Segundo o instituto, foi observado um crescimento progressivo e orgânico até 2019. Esse avanço foi interrompido pela pandemia de Covid-19, mas a trajetória ascendente foi recuperada em 2022. A média de contratações dos últimos anos tem sido em torno de 500 profissionais, conta Gonzalez. A meta é atingir 760 contratações em 2025 e quebrar a barreira de 1.000 vagas preenchidas em 2026.
Entre as empresas que mais contratam via esse modelo, ressalta o IJC, estão diversas indústrias, laboratórios e prestadoras de serviço, com destaque para o setor de varejo, sobretudo do ramo de alimentação e supermercados. Algumas, aponta Gonzalez, têm o programa como um diferencial de credibilidade de marca.
De acordo com Luciano Esposto, sócio da Libraria, empresa especializada em soluções de acessibilidade em libras, o trabalho com surdos é mais específico por se tratar de um PcD silencioso. A principal ferramenta para estimular a inclusão desse público, destaca ele, é a informação. “Na rua, você consegue perceber a presença de um cego, um cadeirante, a pessoa com nanismo.

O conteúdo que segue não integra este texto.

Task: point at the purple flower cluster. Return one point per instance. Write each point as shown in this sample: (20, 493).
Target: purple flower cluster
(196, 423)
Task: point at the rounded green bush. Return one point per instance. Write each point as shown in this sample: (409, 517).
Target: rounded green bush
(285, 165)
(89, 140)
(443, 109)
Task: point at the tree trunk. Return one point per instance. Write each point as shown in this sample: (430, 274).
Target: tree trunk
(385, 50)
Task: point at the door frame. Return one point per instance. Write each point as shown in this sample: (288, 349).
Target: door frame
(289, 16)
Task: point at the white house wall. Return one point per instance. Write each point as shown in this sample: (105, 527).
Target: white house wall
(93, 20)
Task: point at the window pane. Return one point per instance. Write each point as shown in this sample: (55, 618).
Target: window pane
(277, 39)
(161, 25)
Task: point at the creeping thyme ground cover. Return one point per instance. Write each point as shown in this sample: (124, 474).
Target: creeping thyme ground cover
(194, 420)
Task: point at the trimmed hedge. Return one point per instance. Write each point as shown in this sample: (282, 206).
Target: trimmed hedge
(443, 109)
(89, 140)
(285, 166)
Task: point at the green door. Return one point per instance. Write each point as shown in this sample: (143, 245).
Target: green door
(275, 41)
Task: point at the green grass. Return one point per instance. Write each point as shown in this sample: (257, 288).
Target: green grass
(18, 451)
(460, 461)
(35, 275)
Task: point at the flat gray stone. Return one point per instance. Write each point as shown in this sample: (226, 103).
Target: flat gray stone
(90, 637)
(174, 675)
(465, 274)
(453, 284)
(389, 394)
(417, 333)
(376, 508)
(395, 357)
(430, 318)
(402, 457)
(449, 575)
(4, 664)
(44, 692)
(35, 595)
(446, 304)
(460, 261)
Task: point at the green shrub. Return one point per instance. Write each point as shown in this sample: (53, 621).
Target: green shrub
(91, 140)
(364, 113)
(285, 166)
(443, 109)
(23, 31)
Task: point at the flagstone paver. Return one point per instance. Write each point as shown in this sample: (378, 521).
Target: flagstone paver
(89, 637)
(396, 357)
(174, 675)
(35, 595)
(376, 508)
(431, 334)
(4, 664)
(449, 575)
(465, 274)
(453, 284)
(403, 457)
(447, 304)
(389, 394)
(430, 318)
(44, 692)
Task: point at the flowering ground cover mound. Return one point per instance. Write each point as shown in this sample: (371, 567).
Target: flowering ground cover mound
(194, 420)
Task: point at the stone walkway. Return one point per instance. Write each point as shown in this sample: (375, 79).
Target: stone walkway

O surdo, porém, está do seu lado e você não sabe se dá conta”, diz.
O Brasil tem aproximadamente 3 milhões de surdos que usam libras, mas são poucos os exemplos de inclusão no mercado de trabalho, destaca o representante da Libraria. Ele cita a empresa de RH Egualité, especializada na seleção de surdos para vagas, e a indústria Bosch, que tem uma linha de produção com 200 surdos.
Esposto, que ministra workshops para empresas, busca desmistificar esse universo. “Tem surgido diversas ferramentas de Inteligência Artificial que tornaram a acessibilidade mais viável, mas a formação de profissionais em libras para surdos, por exemplo, ainda enfrenta sérios problemas no País”, explica. Segundo ele, mais de 90% das universidades hoje não estão conseguindo formar intérpretes de libras.
Gonzalez, do IJC, concorda que o obstáculo número um para a inclusão ainda é o capacitismo, a barreira atitudinal. “Apesar da lei, ainda é muito arraigada a crença de que a pessoa não vai conseguir, de que é muito difícil. Isso acaba bloqueando a participação dessas pessoas nos processos seletivos”, lamenta.
No âmbito do poder público, na cidade de São Paulo a prefeitura, por meio da Secretaria Municipal da Pessoa com Deficiência (SMPED), oferece dois selos que reconhecem ambientes acessíveis: o Selo de Acessibilidade Arquitetônica, que respalda edificações que garantem acesso seguro e autônomo a pessoas com deficiência; e o Selo de Acessibilidade Digital, certificação para sites com navegação inclusiva. As solicitações são gratuitas e podem ser feitas pelo Portal SP156.
A Secretaria também oferece cursos gratuitos voltados a profissionais de arquitetura, engenharia, TI e comunicação, com foco nas normas técnicas e boas práticas de acessibilidade. São quatro formações online, com 100 vagas por edição, divulgadas nas redes sociais da Secretaria (@smpedsp) e no site da prefeitura de São Paulo.
Há ainda o curso Conhecer Para Incluir, que tem como objetivo sensibilizar e capacitar servidores públicos, profissionais de diversas áreas e a sociedade sobre os direitos, potencialidades e realidades das pessoas com deficiência. A formação aborda conceitos sobre acessibilidade, inclusão, diversidade e respeito às diferenças.